The reported addition of the Japan-based Nichia as an exclusive supplier to Apple has seemingly revealed how the LCD model in this fall's iPhone refresh will have a similar edge-to-edge display as the two OLED models, also expected to launch this year.
Nichia is a producer of LED chips used for backlighting in LCD panels, and will be supplying the component to Apple for the 2018 iPhone, industry sources advised to DigiTimes. The specific component ordered by Apple is a 0.3t LED chip that may solve the production problem of creating an LCD-based edge-to-edge display.
Smartphones with LCD screens typically use 0.4t LED chips for the backlighting, which results in a bottom bezel measuring between 4 and 4.5 millimeters in size. Using 0.3t LED chips, this space can be reduced down to between 2 and 2.5 millimeters, a much more acceptable size for the intended application in upcoming iPhones.

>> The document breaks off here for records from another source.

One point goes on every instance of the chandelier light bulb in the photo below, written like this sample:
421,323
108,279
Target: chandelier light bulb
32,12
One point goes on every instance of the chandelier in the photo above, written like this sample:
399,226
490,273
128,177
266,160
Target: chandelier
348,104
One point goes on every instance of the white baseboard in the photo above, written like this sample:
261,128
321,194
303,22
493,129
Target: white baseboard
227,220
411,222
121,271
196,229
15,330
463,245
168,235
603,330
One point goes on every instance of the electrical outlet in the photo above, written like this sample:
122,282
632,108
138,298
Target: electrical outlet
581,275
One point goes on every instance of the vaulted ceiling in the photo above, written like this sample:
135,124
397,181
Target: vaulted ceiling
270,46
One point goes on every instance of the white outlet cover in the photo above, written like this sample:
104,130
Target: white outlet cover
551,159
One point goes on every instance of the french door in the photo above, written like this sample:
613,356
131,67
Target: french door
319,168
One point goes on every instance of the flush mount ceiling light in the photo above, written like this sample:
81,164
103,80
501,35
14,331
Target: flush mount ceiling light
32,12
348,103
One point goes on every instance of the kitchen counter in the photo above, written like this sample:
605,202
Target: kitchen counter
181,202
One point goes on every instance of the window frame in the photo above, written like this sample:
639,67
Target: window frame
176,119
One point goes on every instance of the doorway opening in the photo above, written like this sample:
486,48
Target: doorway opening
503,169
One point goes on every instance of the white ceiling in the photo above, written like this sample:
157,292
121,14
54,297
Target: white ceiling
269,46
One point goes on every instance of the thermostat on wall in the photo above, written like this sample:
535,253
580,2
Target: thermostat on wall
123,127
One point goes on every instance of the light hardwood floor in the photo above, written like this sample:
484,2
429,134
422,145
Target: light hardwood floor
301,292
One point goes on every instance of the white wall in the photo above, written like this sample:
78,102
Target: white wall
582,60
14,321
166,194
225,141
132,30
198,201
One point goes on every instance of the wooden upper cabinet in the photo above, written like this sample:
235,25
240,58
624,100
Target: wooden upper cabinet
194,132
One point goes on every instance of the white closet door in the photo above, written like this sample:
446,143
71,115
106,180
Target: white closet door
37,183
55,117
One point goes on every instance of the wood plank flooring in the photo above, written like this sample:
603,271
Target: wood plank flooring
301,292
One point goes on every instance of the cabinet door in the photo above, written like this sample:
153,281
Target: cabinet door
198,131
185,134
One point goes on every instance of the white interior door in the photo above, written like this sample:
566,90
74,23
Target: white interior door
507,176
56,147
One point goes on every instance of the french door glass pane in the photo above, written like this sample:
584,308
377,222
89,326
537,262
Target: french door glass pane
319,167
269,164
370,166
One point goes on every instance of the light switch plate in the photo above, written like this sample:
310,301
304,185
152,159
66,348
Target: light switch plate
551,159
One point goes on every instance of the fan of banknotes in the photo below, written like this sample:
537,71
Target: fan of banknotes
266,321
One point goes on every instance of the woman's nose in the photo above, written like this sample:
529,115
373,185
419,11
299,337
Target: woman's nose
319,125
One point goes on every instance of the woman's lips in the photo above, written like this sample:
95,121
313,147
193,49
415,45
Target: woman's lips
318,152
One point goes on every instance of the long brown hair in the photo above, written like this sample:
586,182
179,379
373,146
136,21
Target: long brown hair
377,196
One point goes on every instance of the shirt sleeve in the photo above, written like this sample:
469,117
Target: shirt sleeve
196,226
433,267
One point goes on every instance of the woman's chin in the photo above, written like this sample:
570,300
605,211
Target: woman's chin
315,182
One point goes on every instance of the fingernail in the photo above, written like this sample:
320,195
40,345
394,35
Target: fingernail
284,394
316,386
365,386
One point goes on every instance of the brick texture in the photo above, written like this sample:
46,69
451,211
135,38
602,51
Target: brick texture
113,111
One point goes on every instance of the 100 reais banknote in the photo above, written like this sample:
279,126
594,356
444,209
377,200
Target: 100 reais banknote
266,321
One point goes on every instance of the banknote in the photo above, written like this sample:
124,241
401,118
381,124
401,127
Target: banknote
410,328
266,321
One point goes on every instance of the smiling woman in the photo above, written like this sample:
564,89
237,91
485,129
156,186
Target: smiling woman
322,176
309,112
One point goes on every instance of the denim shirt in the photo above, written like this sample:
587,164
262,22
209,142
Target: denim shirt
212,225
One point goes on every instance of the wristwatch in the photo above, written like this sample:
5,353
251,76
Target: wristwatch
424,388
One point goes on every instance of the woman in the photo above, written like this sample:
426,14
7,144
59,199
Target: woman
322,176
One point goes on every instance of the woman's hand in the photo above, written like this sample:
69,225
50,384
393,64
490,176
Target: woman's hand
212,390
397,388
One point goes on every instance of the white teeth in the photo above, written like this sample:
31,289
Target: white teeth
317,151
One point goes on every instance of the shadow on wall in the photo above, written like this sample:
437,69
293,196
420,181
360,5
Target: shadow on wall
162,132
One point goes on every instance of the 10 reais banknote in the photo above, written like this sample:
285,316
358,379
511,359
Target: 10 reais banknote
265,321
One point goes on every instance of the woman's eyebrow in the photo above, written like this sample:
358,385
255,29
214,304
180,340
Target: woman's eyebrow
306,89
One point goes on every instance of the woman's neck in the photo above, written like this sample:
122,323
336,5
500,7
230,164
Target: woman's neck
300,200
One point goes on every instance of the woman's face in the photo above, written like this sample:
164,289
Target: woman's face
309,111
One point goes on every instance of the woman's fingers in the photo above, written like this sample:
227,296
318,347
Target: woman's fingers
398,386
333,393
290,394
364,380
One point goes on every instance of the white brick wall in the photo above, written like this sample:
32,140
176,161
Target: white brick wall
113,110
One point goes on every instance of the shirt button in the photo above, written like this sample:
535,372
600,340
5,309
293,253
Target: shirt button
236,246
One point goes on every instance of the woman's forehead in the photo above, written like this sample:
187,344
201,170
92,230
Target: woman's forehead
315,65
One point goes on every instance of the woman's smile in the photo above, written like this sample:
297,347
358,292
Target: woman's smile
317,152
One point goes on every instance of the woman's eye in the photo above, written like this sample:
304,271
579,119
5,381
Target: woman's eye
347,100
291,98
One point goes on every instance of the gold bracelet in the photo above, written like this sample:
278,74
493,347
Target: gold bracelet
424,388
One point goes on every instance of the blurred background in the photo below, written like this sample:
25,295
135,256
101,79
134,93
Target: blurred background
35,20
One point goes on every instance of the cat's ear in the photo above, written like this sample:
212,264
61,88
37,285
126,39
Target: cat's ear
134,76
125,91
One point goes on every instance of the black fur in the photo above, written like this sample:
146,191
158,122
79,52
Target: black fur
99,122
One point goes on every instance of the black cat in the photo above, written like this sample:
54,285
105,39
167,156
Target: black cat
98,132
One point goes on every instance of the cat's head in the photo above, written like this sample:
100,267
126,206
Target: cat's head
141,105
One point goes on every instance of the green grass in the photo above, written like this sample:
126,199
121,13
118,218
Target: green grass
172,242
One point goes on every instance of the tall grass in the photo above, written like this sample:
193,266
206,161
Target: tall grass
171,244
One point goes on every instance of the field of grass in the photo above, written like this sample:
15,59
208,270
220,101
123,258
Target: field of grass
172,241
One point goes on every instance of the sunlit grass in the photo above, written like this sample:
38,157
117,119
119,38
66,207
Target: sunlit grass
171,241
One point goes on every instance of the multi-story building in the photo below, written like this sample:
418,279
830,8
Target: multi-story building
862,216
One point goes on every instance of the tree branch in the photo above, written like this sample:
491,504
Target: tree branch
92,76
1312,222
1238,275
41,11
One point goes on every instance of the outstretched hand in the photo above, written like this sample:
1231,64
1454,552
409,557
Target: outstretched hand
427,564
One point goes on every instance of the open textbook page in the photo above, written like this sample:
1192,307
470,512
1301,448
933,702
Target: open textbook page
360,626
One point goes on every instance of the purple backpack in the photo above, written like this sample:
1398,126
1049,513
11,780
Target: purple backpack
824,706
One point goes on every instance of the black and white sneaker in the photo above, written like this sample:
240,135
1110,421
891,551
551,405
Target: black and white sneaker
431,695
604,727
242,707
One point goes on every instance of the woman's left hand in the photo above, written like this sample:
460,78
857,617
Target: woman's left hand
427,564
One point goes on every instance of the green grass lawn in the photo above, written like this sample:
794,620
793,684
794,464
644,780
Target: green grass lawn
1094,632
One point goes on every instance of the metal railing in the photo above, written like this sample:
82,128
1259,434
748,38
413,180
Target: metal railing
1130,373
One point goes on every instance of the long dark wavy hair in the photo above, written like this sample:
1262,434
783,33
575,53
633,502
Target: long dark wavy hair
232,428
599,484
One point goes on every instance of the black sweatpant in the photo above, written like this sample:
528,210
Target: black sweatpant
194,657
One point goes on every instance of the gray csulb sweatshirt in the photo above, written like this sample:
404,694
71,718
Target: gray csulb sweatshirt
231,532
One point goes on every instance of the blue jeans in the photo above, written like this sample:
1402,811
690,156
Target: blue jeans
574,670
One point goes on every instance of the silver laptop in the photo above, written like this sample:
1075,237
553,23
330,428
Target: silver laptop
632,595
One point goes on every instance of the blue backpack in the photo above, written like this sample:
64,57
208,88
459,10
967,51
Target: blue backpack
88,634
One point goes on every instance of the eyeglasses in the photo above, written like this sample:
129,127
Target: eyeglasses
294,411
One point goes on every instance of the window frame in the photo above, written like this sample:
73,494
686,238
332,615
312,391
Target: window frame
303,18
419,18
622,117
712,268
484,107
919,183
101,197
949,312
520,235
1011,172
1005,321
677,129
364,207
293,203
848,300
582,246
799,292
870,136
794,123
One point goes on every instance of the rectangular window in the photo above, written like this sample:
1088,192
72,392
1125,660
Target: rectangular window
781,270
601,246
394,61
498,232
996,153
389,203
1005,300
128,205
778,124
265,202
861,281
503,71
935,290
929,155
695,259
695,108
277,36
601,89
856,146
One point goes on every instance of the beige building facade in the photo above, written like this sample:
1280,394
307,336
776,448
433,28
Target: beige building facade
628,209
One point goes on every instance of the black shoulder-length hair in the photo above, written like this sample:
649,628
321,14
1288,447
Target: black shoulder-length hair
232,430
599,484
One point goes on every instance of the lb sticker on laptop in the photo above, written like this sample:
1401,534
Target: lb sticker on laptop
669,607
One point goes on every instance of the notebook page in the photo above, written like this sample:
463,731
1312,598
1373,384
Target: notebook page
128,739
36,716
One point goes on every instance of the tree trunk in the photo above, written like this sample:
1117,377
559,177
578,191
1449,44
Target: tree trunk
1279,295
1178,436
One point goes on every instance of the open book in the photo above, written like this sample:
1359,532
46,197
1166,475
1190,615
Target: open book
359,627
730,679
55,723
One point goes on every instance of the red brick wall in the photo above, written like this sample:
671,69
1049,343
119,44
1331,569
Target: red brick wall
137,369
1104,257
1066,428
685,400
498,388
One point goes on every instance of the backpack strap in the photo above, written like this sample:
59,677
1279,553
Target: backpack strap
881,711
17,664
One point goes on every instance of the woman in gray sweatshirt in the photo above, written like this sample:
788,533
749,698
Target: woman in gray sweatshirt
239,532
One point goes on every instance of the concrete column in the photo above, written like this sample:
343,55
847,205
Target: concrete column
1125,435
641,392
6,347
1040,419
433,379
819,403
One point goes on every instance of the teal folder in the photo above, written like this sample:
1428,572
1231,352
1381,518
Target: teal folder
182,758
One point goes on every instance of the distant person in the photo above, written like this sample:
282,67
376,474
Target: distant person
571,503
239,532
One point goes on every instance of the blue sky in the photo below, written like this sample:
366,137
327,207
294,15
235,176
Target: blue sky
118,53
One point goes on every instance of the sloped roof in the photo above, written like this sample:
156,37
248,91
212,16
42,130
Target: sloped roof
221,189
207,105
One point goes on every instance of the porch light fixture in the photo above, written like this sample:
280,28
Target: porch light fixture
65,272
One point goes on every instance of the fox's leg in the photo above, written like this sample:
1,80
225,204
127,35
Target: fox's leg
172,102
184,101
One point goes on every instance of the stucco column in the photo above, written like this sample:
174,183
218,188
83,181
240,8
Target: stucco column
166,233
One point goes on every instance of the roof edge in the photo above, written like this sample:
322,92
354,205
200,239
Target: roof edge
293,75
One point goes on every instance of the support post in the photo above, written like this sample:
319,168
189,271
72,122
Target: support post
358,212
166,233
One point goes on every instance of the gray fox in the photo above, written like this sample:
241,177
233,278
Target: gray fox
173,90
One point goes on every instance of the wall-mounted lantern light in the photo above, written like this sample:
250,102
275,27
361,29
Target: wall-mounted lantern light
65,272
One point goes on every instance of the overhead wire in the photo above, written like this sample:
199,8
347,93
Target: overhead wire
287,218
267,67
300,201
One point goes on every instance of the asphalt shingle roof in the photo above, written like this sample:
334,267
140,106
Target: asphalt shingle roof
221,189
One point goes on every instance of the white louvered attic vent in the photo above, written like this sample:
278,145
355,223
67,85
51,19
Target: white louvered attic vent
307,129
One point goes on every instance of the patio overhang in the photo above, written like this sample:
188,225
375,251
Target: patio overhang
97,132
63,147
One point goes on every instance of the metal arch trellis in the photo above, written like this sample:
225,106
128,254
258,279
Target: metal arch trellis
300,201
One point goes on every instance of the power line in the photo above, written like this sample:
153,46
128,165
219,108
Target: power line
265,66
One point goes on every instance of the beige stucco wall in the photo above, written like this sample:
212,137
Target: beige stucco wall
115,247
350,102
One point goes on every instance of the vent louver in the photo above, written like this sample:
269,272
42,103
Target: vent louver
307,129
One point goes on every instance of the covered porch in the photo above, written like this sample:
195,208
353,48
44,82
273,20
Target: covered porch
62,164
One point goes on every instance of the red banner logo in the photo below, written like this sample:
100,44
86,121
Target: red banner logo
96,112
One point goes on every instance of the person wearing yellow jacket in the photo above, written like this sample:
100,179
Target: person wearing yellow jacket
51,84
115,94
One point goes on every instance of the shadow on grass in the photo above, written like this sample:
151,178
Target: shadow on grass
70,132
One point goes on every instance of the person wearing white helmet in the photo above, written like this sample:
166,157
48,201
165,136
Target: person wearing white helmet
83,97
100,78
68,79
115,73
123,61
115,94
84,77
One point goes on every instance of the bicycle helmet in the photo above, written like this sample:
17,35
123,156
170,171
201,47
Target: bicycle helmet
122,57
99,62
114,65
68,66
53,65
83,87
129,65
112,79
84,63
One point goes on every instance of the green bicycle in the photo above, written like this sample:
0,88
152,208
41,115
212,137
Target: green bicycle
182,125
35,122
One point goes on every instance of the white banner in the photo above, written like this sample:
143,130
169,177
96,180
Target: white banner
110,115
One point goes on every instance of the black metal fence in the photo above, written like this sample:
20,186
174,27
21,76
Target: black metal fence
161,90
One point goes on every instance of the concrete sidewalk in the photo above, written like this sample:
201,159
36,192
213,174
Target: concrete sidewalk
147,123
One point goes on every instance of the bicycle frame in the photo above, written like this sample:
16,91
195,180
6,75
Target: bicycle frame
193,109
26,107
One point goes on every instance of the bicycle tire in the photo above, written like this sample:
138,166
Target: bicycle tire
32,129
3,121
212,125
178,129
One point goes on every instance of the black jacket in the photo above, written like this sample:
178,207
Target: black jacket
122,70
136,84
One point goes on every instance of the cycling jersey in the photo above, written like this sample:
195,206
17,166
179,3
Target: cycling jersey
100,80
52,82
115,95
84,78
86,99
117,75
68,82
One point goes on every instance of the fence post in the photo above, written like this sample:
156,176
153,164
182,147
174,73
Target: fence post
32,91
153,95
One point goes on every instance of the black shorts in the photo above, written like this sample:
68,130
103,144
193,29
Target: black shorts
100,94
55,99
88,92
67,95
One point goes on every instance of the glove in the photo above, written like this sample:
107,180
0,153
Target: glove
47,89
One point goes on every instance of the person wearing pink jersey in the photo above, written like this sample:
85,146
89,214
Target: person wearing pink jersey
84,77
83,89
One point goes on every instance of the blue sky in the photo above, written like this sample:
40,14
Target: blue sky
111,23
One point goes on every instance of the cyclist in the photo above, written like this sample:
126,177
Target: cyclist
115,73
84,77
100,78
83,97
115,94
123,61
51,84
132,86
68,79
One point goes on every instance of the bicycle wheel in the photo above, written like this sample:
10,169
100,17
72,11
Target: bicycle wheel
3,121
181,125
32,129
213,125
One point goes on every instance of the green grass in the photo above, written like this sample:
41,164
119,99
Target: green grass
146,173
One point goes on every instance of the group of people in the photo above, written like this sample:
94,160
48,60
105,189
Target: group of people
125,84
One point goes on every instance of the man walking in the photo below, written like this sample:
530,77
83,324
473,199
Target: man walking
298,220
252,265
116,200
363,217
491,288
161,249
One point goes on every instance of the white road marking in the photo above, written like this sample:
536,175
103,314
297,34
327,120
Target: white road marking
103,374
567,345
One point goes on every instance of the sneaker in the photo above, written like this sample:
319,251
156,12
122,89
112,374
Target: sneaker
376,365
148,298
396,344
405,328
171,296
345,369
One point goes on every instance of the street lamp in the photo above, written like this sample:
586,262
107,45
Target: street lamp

OLED, like the version used in the iPhone X, does not require a backlight as the individual pixels can produce their own light. This also allows for OLED to be produced for flexible or folding displays, making it extremely useful for producing edge-to-edge screens.
The sources advised that, due to the increased difficulty in packaging the smaller chips, Nichia began trial production in the first half of 2018, supplying the component to Chinese and Japanese smartphone producers for use in premium devices.
Trial production for Apple's new wave of iPhones is expected to start this month, with small-volume production taking place in August, then volume manufacturing in September. Taking into account the timing, the report sources advised Nichia's production capacity for the chips will be almost saturated for the second half of 2018, manufacturing just for the iPhone.
It is currently anticipated Apple has three iPhones for launch this fall, with the 6.1-inch LCD model expected to be the lower-cost version alongside a refreshed and higher-specification iPhone X and a 6.5-inch OLED "iPhone X Plus." A recent set of benchmarks suggests the A12 processor that will be introduced in the new models will have six cores and a base clock speed of 2.49GHz, and may be accompanied by up to 4 gigabytes of RAM.
5 Comments
I don't think I'll ever get used to a pentile display.
With the Plus phones getting so tall and with great pixel density I wonder whether a split screen display option would be useful on the iPhone? It might be rather nice to have Messages (or any other app) running in one pane and Safari (or any other app) running in the other, or possibly two Messages panes running simultaneously. The toolbar could autohide like it does on the current iPad so each pane remains as large as possible. Optionally allowing for scaling or having the app adapt its content within the pane size also would be interesting. One challenge is how to handle the popup onscreen keyboard. My suggestion would be to always put the keyboard in the bottom pane, so if the bottom pane has focus when the keyboard is invoked you'd temporarily move the bottom pane to the top pane while typing and then restore both panes when the keyboard is closed. This may be totally impractical be it may be worth prototyping ways to make better use of all that additional screen real estate in these mega-iPhones. Again, it would be optional.
Apple, please, introduce a “iPhone $&@%”, no matter how you name it,
I want it in 5s size but with X’s style edge to edge screen, LCD or OLED or what iPhone standard quality screen is good enough, with A11 cpu (for longer product life), and I don’t really need face ID or a new fancy camera.
If the price of this is not higher than iPhone X, take my money, since I may use it for three or four years or even more, the price is relatively fair, and just need a single hand to use my iPhone will make my life more easier.
Nichia is a well known manufacturer of LED’s and other products of this type. I have confidence in their products.
by the way, the “fake” iPhones in the top picture are the first ones I’ve seen that don’t make the mistake of making the notch wider and deeper for the larger phones. For some reason, the people who have been drawing mock-ups seem to forget that the notch will be the same size no matter the size of the screen, and will therefore take up less space in a larger screen. They just size up the phones to make them larger. That’s wrong.